A Painter of Angels Became the Father of Camouflage
Turn-of-the-century artist Abbott Thayer created images of timeless beauty and a radical theory of concealing coloration
- By Richard Meryman
- Smithsonian magazine, April 1999, Subscribe
(Page 2 of 7)
Thayer believed that only an artist could have originated this theory. “The whole basis of picture making,” he said, “consists in contrasting against its background every object in the picture.” He also was a preeminent technician in paint, the acknowledged American master of the color theories developed in Munich and Paris—theories of hue and chroma, of color values and intensities, of how colors enhance or cancel one another when juxtaposed.
Thayer based his concept on his perceptions of the ways in which nature “obliterates” contrast. One is by blending. The colorations of birds, mammals, insects and reptiles, he said, mimic the creatures’ environments. The second is by disruption. Strong arbitrary patterns of color flatten contours and break up outlines, so denizens either disappear or look to be something other than what they are.
Contours are further confused, Thayer maintained, by the flattening effect of what he termed “countershading”: the upper areas of animals tend to be darker than their shadowed undersides.
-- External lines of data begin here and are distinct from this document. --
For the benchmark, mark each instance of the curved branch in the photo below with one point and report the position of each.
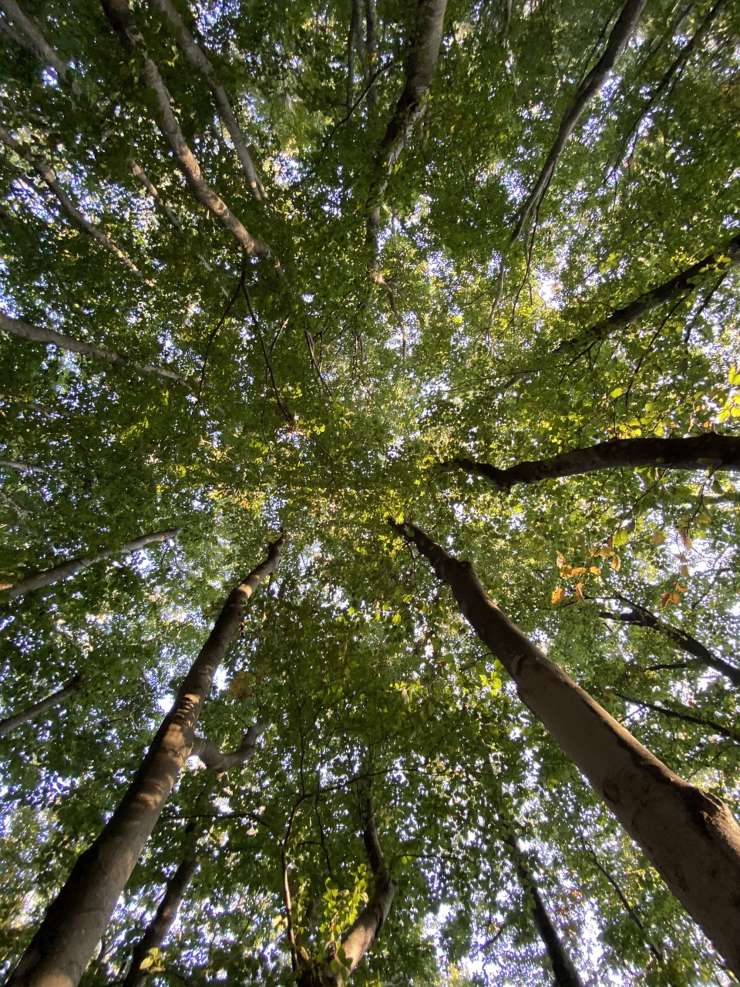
(708, 451)
(620, 35)
(119, 16)
(681, 284)
(26, 331)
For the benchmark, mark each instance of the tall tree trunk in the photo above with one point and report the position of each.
(707, 451)
(641, 617)
(421, 63)
(689, 835)
(563, 970)
(620, 35)
(26, 331)
(155, 933)
(198, 59)
(672, 290)
(366, 928)
(46, 173)
(119, 16)
(11, 723)
(70, 568)
(76, 919)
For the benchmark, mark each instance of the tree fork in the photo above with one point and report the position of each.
(77, 917)
(689, 835)
(708, 451)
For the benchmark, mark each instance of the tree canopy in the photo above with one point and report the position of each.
(281, 282)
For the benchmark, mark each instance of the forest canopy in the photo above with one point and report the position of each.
(369, 452)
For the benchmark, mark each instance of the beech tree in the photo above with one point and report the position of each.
(413, 283)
Thus the overall tone is equalized. “Animals are painted by Nature darkest on those parts which tend to be most lighted by the sky’s light, and vice versa,” wrote Thayer. “The result is that their gradation of light-and-shade, by which opaque solid objects manifest themselves to the eye, is effaced at every point, and the spectator seems to see right through the space really occupied by an opaque animal.”
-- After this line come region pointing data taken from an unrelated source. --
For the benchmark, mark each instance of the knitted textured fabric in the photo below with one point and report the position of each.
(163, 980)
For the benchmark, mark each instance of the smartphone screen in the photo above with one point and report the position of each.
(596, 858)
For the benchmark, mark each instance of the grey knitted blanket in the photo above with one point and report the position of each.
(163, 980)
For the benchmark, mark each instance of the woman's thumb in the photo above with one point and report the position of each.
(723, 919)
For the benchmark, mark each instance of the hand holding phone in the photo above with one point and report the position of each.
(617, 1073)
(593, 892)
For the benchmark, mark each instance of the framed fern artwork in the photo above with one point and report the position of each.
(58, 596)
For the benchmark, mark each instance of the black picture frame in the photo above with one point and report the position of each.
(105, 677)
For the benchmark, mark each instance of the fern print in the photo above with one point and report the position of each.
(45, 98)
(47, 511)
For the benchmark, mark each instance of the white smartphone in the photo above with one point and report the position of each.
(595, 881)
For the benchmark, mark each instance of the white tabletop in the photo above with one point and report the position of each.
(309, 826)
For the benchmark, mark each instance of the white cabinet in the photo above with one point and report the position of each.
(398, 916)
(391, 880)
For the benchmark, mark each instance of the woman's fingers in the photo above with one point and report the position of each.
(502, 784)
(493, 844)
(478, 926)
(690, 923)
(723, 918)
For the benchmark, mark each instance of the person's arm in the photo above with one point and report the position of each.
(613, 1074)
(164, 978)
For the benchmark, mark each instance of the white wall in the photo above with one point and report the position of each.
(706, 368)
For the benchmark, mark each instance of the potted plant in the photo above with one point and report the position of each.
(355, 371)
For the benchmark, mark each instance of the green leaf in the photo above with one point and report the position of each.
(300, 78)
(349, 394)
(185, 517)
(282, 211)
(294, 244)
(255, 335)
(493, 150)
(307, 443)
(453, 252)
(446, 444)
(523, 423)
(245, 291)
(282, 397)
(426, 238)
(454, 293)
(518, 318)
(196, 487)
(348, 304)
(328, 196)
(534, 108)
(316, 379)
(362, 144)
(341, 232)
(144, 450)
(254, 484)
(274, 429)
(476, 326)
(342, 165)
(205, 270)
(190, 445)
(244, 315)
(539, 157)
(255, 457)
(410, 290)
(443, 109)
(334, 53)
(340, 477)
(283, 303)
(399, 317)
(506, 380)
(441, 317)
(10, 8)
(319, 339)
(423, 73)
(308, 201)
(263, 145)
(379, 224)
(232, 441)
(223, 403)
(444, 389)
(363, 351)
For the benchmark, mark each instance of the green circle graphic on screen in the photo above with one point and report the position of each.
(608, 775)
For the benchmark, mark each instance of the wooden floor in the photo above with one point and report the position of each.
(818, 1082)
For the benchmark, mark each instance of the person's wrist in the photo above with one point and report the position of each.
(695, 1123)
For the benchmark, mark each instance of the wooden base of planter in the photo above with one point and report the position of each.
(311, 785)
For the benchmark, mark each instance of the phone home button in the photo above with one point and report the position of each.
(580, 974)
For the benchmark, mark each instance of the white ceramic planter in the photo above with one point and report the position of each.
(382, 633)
To demonstrate the effects of countershading, he made small painted birds. One rainy day in 1896 he led Frank Chapman, a curator at the American Museum of Natural History in New York, to a construction site. At a distance of 20 feet, he asked how many model birds Chapman saw in the mud. “Two,” Chapman said. They advanced closer. Still two. Standing practically on top of the models, Chapman discovered four. The first two were entirely earth brown. The “invisible” two were countershaded, with their upper halves painted brown and their lower halves painted pure white.
Thayer held demonstrations of his theory throughout the East. But while many prominent zoologists were receptive to his ideas, numerous other scientists acrimoniously attacked him. They argued correctly that conspicuous coloring was also designed to warn off a predator or attract a perspective mate. In particular, they resented Thayer’s insistence that his theory be accepted all or nothing—like Holy Scripture.
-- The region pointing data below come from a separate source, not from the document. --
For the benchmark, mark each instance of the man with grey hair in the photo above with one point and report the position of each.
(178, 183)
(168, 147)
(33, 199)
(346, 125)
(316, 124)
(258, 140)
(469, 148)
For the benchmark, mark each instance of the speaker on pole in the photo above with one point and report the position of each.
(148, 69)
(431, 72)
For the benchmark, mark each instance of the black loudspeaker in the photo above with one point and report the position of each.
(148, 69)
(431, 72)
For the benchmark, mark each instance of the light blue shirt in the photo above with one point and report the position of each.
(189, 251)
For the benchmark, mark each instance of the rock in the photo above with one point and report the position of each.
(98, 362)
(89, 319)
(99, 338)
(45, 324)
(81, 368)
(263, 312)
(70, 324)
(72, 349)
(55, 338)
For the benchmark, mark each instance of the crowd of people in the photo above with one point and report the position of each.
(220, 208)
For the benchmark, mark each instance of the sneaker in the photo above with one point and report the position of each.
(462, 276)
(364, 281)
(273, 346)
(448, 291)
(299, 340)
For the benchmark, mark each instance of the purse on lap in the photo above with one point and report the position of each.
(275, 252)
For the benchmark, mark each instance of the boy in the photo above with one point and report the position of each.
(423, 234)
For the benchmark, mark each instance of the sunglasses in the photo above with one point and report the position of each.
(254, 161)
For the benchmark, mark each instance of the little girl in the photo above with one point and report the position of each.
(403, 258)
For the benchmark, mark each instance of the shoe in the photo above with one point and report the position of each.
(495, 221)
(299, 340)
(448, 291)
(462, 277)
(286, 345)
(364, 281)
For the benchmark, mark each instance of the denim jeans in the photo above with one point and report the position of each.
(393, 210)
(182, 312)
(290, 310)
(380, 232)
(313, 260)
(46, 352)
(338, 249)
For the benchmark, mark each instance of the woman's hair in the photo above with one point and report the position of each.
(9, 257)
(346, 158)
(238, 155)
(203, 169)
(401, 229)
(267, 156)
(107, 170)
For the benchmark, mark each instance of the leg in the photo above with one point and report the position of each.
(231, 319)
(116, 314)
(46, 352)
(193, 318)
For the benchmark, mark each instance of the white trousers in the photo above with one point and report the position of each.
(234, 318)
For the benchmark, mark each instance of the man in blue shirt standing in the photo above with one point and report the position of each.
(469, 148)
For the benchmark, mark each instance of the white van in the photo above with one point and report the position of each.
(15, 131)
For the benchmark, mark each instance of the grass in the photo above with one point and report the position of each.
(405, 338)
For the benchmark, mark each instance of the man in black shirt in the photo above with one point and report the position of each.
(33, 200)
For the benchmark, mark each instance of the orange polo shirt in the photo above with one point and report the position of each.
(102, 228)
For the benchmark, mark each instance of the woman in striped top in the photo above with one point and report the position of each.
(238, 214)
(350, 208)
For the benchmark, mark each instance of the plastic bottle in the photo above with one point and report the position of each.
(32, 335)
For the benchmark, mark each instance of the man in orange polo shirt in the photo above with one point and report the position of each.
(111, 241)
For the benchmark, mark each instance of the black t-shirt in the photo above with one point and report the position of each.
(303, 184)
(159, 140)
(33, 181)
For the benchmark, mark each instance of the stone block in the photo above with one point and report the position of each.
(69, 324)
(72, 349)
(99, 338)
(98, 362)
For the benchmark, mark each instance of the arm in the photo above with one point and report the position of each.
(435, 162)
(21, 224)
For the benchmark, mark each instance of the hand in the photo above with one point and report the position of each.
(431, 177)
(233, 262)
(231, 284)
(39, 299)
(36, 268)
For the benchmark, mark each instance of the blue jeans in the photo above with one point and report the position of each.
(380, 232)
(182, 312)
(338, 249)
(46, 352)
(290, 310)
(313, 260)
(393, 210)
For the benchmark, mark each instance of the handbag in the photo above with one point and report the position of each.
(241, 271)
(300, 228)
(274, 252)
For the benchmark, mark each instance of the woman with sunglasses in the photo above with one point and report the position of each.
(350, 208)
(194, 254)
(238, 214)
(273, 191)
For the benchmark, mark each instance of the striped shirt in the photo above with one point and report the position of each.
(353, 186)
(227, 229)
His most famous detractor was big-game-hunting Teddy Roosevelt, who publicly scoffed at Thayer’s thesis that the blue jay is colored so as to disappear against the blue shadows of winter snows. What about summer? Roosevelt asked. From his own experience, he knew that zebras and giraffes were clearly visible in the veld from miles away. “If you...sincerely desire to get at the truth,” wrote Roosevelt in a letter, “you would realize that your position is literally nonsensical.” Thayer’s law of obliterative countershading did not recieve official acceptance until 1940, when a prominent British naturalist, Hugh B. Cott, published Adaptive Coloration in Animals.
Although concealing coloration, countershading and camouflage are now axiomatically understood, at the end of the 19th century it probably took an eccentric fanatic like Thayer—a freethinker antagonistic to all conventions, a man eminent in a separate field—to break with the rigid mind-set of the naturalist establishment.
Born in 1849, Thayer grew up in Keene, New Hampshire. At age 6, the future artist was already “bird crazy,” as he put it—already collecting skins. Attending a prep school in Boston, he studied with an animal painter and had begun selling paintings of birds and animals when at 19 he arrived at the National Academy of Design in New York.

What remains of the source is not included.